SCOOP Runtime
To implement the SCOOP runtime I use a technique that tries to provide only the simplest guarantee: that once a processor is acquired, the calls that are issued on it from another processor are executed in the order they are dispatched.
Implementation of a processor
I represent a processor (essentially) as a work queue. This queue holds the jobs that the processor has to complete. However, the clients that have issued these jobs must have the assurance that they can maintain pre-/postcondition reasoning between the calls they have sent to the supplier processor.
This is the fundamental guarantee that I aim to provide.
Of course one way to do this is to give each client processor exclusive access to the supplier processor's work queue. This is the situation below where processor x has first acquired the supplier processor, and logged all the calls it wishes, followed by processors x and y.
As a solution to this, I propose using a queue of queues. This is slightly more complicated than the naive solution above, but offers better scalability. Each processor holds a queue, and each element in the queue represents a connection with a client processor. Each client is free to fill these queues as they wish, in parallel with one another.

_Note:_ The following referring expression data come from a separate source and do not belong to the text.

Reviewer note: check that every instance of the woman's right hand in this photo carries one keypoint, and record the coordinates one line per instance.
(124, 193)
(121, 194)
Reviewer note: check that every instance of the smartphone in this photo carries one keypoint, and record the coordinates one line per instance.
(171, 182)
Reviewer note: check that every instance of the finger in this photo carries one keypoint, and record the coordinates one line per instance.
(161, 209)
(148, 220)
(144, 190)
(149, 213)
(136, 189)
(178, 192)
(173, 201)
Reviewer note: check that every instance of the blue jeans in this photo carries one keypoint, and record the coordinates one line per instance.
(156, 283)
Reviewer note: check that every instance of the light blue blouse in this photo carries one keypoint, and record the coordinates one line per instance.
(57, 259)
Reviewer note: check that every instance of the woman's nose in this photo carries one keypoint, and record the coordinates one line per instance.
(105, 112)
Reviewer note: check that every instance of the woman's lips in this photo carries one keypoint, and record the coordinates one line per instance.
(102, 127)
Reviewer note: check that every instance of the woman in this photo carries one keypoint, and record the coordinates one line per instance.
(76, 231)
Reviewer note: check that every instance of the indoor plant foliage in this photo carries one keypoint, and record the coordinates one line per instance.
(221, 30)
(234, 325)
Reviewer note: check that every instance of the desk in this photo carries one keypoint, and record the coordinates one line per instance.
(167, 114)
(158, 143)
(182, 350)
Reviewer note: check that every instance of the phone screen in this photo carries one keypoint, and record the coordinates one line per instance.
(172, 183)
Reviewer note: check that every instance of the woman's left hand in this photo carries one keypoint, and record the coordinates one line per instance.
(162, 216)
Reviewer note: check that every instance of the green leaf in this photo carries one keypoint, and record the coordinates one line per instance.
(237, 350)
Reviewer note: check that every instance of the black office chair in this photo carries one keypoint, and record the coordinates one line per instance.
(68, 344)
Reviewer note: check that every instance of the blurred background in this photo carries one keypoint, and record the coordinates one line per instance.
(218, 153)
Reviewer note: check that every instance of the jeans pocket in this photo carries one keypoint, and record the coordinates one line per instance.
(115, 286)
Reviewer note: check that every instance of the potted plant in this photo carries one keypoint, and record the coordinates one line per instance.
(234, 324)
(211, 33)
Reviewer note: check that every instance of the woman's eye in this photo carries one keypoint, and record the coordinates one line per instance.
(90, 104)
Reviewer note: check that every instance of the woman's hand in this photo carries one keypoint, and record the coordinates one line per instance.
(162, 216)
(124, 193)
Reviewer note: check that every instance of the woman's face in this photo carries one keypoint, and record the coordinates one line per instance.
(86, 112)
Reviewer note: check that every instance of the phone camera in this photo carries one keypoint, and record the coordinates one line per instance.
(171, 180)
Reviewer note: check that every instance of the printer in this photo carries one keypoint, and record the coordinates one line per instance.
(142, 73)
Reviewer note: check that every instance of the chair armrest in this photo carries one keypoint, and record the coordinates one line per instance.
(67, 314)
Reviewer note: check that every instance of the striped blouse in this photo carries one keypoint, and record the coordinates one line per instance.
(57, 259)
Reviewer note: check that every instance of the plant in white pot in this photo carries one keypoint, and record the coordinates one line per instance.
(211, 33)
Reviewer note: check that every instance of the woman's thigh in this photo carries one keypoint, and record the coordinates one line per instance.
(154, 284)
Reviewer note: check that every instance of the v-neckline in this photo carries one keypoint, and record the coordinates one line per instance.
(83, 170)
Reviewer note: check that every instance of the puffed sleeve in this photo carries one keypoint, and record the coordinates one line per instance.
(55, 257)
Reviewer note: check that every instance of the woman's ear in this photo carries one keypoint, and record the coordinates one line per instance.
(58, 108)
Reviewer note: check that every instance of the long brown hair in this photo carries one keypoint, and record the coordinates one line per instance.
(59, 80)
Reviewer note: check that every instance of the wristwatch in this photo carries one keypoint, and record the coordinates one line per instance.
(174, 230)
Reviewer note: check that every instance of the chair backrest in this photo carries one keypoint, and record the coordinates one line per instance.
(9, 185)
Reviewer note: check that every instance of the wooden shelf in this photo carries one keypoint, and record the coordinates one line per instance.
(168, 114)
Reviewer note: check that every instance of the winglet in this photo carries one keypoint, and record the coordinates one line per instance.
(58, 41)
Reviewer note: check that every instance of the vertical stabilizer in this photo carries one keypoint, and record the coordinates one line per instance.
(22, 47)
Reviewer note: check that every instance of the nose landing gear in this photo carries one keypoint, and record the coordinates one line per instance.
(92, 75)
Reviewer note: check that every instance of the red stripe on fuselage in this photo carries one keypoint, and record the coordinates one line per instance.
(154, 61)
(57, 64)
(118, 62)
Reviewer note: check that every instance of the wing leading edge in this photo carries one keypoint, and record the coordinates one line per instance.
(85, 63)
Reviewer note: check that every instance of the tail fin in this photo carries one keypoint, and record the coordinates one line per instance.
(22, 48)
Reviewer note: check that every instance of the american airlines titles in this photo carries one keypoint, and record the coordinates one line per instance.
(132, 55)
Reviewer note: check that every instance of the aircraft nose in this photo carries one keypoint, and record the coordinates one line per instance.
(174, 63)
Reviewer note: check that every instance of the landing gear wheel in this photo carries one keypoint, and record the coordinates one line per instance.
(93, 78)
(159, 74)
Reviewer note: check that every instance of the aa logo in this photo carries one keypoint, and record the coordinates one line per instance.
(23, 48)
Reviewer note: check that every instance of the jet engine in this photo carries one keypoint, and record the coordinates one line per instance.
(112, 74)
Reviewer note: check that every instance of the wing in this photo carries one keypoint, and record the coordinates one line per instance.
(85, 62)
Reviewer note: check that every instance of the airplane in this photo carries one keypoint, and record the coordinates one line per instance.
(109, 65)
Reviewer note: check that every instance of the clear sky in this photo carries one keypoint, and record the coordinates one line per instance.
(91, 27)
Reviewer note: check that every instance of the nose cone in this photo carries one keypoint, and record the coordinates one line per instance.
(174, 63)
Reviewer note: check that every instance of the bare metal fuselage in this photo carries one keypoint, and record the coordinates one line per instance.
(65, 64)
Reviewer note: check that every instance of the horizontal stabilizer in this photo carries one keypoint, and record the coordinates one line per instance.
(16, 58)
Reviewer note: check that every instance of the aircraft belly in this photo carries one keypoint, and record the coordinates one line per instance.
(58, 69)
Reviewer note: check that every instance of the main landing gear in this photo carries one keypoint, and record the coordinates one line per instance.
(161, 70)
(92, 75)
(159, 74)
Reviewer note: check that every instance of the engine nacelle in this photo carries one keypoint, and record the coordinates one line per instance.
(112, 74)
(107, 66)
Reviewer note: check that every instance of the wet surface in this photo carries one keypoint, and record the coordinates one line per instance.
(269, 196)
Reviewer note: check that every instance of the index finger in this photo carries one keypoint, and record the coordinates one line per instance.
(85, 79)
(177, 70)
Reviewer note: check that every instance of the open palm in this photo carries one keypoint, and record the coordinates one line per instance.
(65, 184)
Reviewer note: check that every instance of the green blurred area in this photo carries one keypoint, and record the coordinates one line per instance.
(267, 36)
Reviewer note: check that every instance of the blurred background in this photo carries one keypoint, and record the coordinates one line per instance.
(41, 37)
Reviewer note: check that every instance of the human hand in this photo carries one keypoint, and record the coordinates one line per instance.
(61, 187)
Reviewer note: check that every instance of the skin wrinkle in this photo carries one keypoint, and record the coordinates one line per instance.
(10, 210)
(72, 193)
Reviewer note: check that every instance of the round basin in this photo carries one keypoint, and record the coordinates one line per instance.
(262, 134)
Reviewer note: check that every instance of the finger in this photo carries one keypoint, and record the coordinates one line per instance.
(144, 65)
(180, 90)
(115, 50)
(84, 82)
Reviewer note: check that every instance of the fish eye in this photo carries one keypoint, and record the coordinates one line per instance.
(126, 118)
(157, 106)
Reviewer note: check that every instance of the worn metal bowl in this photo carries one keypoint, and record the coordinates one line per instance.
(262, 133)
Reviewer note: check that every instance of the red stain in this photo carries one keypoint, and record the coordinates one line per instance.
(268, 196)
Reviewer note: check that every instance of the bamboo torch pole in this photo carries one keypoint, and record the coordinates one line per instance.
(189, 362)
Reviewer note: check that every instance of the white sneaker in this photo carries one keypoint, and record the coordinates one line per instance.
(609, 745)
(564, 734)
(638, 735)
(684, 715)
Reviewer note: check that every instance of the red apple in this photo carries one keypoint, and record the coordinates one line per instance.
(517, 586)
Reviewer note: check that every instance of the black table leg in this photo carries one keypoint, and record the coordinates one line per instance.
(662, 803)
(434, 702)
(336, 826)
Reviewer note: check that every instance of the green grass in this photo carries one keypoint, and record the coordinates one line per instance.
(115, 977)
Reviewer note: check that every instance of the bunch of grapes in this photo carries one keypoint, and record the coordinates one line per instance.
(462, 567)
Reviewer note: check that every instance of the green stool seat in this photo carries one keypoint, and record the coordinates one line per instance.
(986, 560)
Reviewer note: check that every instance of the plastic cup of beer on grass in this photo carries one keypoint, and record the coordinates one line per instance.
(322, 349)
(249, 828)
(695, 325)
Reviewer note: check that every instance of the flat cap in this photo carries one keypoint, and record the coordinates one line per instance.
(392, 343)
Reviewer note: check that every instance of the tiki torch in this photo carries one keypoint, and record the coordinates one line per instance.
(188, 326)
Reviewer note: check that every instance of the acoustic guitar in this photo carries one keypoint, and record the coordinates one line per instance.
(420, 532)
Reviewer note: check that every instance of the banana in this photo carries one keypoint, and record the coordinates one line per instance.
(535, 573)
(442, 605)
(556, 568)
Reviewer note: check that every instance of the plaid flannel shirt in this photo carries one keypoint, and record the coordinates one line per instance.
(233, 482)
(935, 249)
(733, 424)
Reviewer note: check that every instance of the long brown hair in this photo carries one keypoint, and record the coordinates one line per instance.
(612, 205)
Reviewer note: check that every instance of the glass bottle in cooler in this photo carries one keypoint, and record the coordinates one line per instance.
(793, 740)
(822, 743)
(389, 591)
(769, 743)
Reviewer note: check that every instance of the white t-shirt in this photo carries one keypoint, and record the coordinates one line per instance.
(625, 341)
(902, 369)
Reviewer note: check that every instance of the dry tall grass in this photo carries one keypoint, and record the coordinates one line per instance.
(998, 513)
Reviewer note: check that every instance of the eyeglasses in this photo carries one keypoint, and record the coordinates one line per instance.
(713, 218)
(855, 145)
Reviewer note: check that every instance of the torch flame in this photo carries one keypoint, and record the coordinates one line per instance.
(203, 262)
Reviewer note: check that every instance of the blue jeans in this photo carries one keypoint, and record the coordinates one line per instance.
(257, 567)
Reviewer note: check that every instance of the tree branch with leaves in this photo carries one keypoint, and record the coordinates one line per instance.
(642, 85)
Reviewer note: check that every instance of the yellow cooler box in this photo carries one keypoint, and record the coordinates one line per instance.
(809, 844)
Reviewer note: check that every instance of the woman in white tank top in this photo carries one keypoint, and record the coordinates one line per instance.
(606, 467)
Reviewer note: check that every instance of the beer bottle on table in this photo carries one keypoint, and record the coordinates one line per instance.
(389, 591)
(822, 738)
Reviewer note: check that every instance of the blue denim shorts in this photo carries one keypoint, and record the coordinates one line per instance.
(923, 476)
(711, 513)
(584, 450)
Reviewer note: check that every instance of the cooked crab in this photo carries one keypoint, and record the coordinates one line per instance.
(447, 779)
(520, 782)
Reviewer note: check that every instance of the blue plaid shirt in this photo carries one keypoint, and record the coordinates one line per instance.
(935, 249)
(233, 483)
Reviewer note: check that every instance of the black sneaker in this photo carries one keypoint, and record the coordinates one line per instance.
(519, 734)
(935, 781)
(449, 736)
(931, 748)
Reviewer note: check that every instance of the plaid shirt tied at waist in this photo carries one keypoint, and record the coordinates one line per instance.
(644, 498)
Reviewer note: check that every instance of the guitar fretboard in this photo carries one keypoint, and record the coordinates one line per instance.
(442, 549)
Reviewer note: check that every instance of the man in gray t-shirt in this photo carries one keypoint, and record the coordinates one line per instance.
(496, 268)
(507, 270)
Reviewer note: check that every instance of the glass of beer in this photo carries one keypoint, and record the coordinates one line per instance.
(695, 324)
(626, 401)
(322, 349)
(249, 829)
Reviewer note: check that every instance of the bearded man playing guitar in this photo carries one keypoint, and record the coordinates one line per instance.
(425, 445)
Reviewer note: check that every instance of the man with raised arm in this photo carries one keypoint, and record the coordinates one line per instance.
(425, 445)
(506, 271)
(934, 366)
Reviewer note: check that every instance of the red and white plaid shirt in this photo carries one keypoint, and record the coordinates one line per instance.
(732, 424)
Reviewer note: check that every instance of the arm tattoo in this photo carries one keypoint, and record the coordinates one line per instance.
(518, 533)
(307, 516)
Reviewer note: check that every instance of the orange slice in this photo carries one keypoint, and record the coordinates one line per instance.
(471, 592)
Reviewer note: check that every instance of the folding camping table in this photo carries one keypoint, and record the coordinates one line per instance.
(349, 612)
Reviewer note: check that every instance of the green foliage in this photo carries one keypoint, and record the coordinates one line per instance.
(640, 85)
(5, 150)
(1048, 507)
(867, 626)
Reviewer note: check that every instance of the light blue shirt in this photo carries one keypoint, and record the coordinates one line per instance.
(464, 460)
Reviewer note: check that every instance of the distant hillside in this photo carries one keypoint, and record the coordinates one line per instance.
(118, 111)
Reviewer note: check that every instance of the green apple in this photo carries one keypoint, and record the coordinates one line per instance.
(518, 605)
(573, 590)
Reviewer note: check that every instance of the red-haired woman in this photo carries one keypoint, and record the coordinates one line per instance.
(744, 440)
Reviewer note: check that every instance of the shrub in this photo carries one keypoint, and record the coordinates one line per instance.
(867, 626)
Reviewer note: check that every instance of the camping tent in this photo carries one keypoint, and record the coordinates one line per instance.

- The contention for the supplier processor is reduced, while the queue of queues is not yet ful it can service many different clients.
- Since each client has their own private queue for the supplier they share less memory, which is lowers memory contention in multicore systems, lowering cross-core communication.
Of course these just describe the data structures used, the actual computations are performed by a processor thread. However, the processor thread actually has a very simple implementation: it just pulls private queues off of the queue of queues and processes the work inside the private queues until they are signaled as done.
The private queue
The private queue that links the client and the supplier processor has the responsibility of logging calls and tracking what sort of calls have been logged. Logging the calls for queries means waiting on the result to arrive before returning from the private queue.
The private queue performs very simple tracking, namely remembering if the last call made was a query. If the last call was a query, that means that any subsequent calls that are logged through the private queue can actually be performed directly by the client instead of by the supplier processor. This is because if the last completed action was a query, the supplier can not have any work remaining on it. Therefore, there is no harm (as the result cannot change) in executing the query directly on the client side.